Les Émirats Arabes Unis ont également rapporté des attaques récentes de missiles et de drones, tandis que Bahreïn a réussi à maîtriser un incendie causé par des projectiles d'origine iranienne.
Plus d'une douzaine de drones ont été interceptés en Arabie Saoudite, révélant l'ampleur Croissante des tensions dans la région, comme l'a rapporté le ministre de la Défense saoudien.
La République islamique a déploré la perte d'Ali-Mohammad Naïni, porte-parole des Gardiens de la Révolution, affirme que sa mort résulte d'une "attaque criminelle" orchestrée par les forces américano-sionistes. "Notre industrie balistique mérite une note parfaite", a-t-il déclaré dans un message avant sa mort.
Les récentes déclarations de Benjamin Netanyahu, affirmant que l'Iran était en train d'être "décimé", ont été contrebalancées par des rumeurs de la part de Téhéran sur une éventuelle augmentation de la production de missiles, même en temps de guerre.
Les appels à la retenue émis lors d'un récent sommet européen n'ont semble-t-il pas eu d'impact sur ces frappes.
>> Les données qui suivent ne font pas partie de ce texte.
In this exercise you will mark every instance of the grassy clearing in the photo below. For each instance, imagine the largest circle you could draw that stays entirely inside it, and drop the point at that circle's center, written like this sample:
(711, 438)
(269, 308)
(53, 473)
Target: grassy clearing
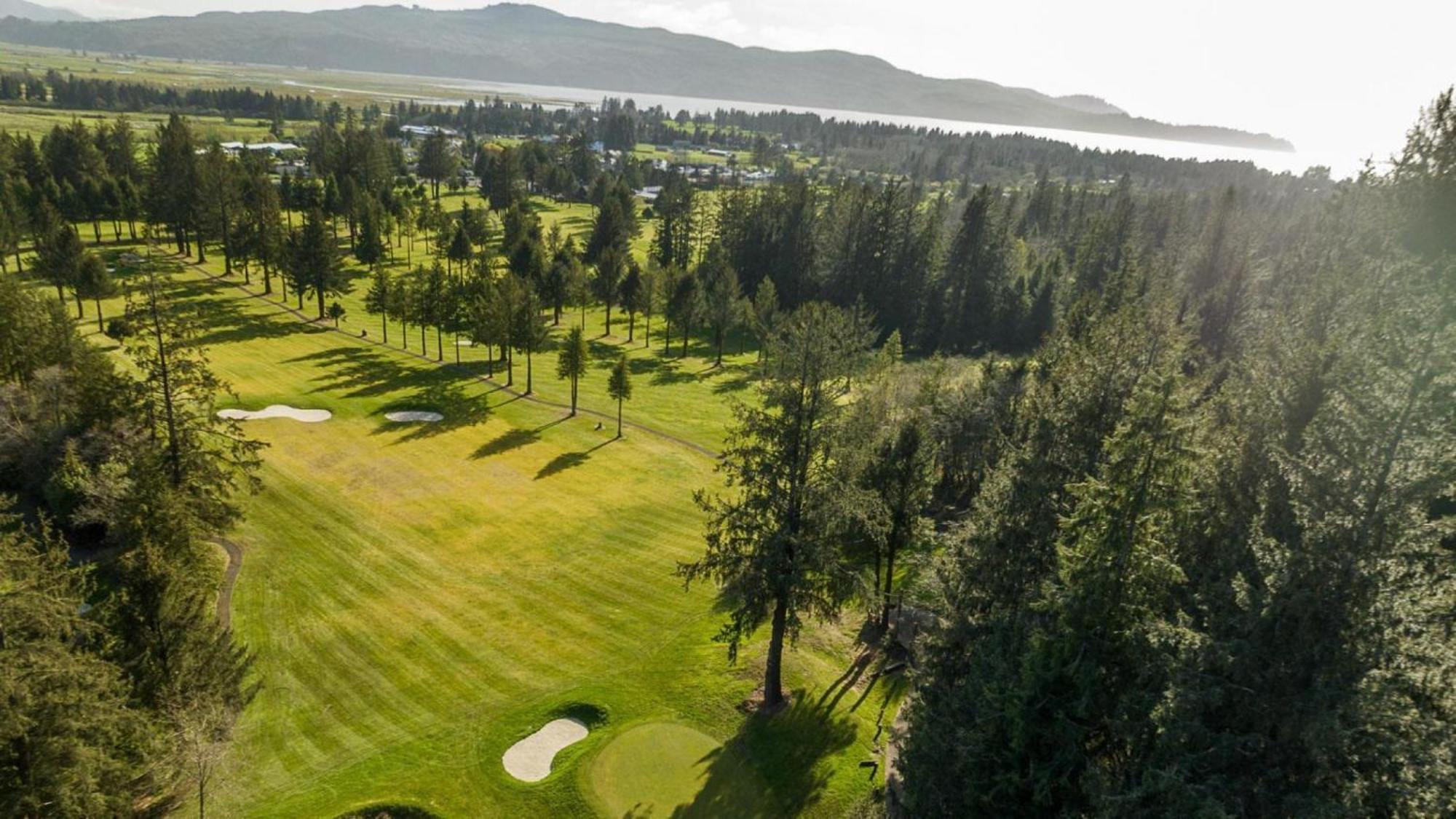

Les experts, tels que Robert Pape de l'Université de Chicago, mettent en garde contre un "choc économique profond" qui pourrait en résulter.
Alors que la région marquait traditionnellement le nouvel an persan et le mois de Ramadan, l'ambiance festive a été ternie par ces évènements.

Le Qatar a annoncé une réduction de 17 % de sa capacité d'exportation de GNL suite aux récentes attaques sur ses sites de production, rendant le contexte encore plus complexe alors que Téhéran tente de faire face à ces frappes.
Malgré les demandes de Donald Trump d'un cessez-le-feu concernant les infrastructures énergétiques, la situation demeure volatile. Le ministre iranien des Affaires étrangères a averti que Téhéran ne montrerait aucune "retenue" en cas de nouvelles attaques contre ses infrastructures.
Les nations occidentales, dont la France, le Royaume-Uni et l'Italie, se disent prêtes à sécuriser la navigation dans le détroit d'Ormuz, un passage clé pour le transport pétrolier, mais uniquement après un cessez-le-feu.
Pour atténuer l'impact sur le marché pétrolier, l'Agence internationale de l'énergie a entamé la libération de réserves stratégiques, promettant jusqu'à 426 millions de barils pour stabiliser la situation.